Finding all tangent lines that pass through a specific point (not the origin) I was given the function $y = x^3-x$ and told to find all tangent lines that pass through $(-2,2)$. Not sure what steps to take past finding the derivative.
 A: We find the equation of the tangent line to $f(x) = x^3-x$ at the point $(k, k^3-k)$. 
First, the derivative gives the slope
$$f'(x) = 3x^2 -1$$
So we have a line with slope $3k^2-1$ that goes through the point $(k,k^3-k)$. What is its equation? We use the point-slope form
$$y-(k^3-k) = (3k^2-1)(x-k)$$
$$y-k^3 +k = 3k^2x-x-3k^3+k$$
$$y+2k^3 = 3k^2x-x$$

We want to know which values of $k$ make this line pass through $(x,y)=(-2,2)$, so we plug in those values:
$$2+2k^3=3k^2(-2)-(-2)$$
$$2k^3 = -6k^2$$
$$k^3 = -3k^2$$
$$k=0 \,\,\,\,\text{ or }\,\,\, k=-3$$

This means that there are two tangent lines that work, one at $(0,0)$, and the other at $(-3,-24)$. You should be able to find the equations of these lines easily if necessary.

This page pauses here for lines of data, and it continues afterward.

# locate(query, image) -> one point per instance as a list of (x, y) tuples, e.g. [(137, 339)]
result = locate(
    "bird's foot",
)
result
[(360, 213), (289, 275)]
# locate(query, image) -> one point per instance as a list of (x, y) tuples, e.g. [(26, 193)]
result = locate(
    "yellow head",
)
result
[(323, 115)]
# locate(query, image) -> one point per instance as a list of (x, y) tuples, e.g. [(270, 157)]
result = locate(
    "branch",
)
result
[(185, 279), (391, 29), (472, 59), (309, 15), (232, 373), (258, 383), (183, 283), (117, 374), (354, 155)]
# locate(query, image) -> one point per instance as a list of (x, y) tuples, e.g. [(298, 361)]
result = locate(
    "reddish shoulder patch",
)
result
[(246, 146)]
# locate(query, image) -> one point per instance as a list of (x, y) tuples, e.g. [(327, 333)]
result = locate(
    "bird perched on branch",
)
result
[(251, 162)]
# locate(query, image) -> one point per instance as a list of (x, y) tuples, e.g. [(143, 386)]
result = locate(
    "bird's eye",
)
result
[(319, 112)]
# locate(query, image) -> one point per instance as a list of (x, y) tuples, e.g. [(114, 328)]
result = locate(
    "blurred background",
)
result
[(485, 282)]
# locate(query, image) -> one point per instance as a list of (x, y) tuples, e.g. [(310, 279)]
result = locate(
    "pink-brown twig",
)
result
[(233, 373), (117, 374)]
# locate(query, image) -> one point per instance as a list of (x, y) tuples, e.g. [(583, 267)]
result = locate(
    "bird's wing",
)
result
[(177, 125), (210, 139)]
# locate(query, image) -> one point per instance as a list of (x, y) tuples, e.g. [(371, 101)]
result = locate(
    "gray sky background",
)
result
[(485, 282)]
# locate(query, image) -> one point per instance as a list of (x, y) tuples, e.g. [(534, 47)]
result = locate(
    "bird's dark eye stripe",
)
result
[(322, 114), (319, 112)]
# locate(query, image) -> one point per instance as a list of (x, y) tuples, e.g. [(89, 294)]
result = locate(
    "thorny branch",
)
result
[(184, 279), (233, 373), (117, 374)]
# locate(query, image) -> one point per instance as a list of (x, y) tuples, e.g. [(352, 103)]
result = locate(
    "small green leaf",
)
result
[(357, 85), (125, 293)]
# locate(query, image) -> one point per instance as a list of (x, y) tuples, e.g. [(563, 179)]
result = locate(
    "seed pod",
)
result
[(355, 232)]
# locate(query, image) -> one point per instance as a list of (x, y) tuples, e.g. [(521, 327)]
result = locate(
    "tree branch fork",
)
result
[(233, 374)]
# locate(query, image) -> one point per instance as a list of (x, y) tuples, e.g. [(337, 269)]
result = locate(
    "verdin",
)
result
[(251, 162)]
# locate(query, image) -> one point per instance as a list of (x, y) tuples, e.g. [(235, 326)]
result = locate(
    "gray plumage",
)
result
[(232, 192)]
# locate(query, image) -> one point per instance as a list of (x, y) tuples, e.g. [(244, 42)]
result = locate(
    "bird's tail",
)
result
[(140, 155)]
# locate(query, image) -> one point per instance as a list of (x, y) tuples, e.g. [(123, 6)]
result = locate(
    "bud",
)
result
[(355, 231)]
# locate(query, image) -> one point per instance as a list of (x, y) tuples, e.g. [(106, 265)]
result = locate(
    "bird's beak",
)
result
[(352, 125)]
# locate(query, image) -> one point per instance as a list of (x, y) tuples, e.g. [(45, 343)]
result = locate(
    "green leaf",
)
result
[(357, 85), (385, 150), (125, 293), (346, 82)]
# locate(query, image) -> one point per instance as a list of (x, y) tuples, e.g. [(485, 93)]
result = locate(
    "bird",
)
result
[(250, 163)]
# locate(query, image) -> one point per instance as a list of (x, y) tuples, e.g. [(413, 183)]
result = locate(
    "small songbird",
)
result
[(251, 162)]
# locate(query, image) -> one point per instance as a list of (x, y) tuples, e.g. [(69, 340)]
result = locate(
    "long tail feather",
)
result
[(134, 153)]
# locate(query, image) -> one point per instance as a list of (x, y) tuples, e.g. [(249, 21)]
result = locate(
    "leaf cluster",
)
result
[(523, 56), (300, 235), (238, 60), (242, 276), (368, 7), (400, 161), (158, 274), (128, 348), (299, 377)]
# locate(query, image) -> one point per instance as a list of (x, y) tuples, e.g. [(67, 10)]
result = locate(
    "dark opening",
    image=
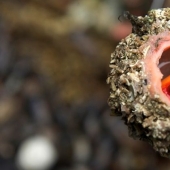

A: For any real $x_0$, you can compute the equation of the tangent of the function that passes thru the point $(x_0,f(x_0))$. These equations are of the form $y = a(x_0)x + b(x_0)$, where $a$ and $b$ are functions that you have to compute. Now, replace $x = -2$ and $y=2$ gives you an equation on $x_0$; the solutions are exactlly the $x_0$ such that the tangent line thru $x_0$ passes thru $(-2,2)$.